Applying Hypothesis Testing

class: center, middle, inverse, title-slide

.title[
# Applying Hypothesis Testing
]
.subtitle[
## Part 2: How to Do It
]
.date[
### Updated 2023-02-28
]

---

# Recap

- We are trying to characterize the *uncertainty* in our estimate that comes from sampling variation
- One way to do this is to characterize the sampling distribution: show the standard error and construct a confidence interval
- Another is if we have a *null hypothesis* of interest - for parameters giving relationships like slopes, usually that the parameter is 0 (no relationship)
- Then we can look at the sampling distribution *assuming the null is true* and see if our actual result is too weird to believe; if it is, reject the null!

---

# The Null Distribution

- Hypothesis testing centers around the concept of the sampling distribution and, further, the null distribution
- We've talked so far about parameters that have a normal sampling distribution, i.e. follow a normal distribution
- This is a key assumption to have made
- We have to have an idea of what the null distribution of our parameter *is* in order to figure out *how weird* our result is

---

# The Normal Null

- Let's talk about the normal distribution some more to get more intuition on what's happening, then branch out. 
- When we have an estimate, like `$\hat{\beta}_1$`, that follows a normal distribution, we know that the sampling distribution:
    - Is symmetric
    - Can be wider or narrower depending on the standard error
    - Can be transformed into a "standard normal" (mean 0 and standard deviation 1) by subtracting the mean and dividing by the standard deviation

---

# The Normal Null

- Because of that last point, when evaluating an estimate like `$\hat{\beta}_1$` we will transform it into a *Z-score*, which is

`$$\frac{\hat{\beta}_1 - Null}{s.e.(\hat{\beta_1})}$$`

- That is, we subtract our null hypothesis value and divide by the standard error
- This Z-score is our *test statistic*
- The thing about test statistics in general (Z-scores, t-scores, F statistics, Chi square statistics, etc.) and why we want them: *we know their sampling distribution very well*

---

# The Normal Null

- Why do this transformation?
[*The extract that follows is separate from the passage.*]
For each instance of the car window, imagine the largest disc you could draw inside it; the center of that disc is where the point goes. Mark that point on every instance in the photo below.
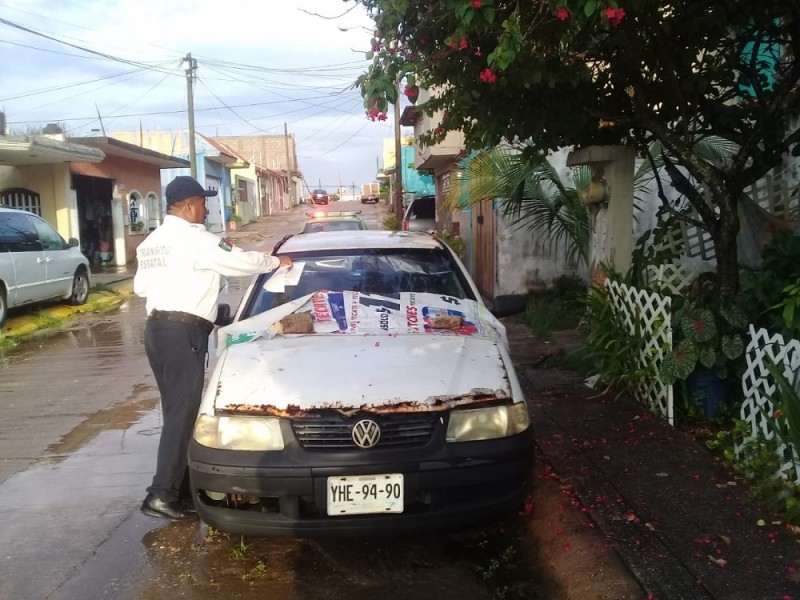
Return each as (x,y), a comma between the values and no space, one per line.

Because the *sampling distribution of `$Z$` assuming the null is true* is a normal with mean `$Null$` and standard error `$s.e.(\beta_1)$`
- So by subtracting the null (mean of the sampling distribution) and dividing by `$s.e.(\beta_1)$` (standard deviation of the sampling distribution), the distribution under the null becomes a normal with mean-0 and standard-deviation-1, the standard normal. Very easy to work with!
- The sampling distribution *of `$\hat{\beta}_1$`* under the null was the original normal distribution we started with, but the sampling distribution *of the Z-Score* under the null is a normal with mean 0 and s.d. 1
- So if 2.5% of the area of the distribution is above our original estimate of `$4.92$` in the original null distribution with mean `$1$` and s.e. `$2$`, then 2.5% of the area will also be above our Z-score of `$(4.92-1)/2$` in the standard normal

---

# The Normal Null

- This brings us to the concept of *critical values*
- When we pick an `$\alpha$`, we will reject the null if the p-value is below `$\alpha$`
- This happens if `$\hat{\beta}_1$` is a certain distance away from the null or farther
- If we use the *same distribution every time* (standard null), that distance will always be the same!
- So instead of checking the percentage under the distribution every time, we just figure out a critical value and see if we're farther away from that. Much easier!

---

# The Normal Null

- For the standard normal, 5% is outside the bounds of `$Z = -1.96$` and `$Z = 1.96$` (2.5% on each side - a two-sided test!) Remember this number?
- For 10% it's 1.65 and for 1% it's 2.58. How much area is in each shaded part?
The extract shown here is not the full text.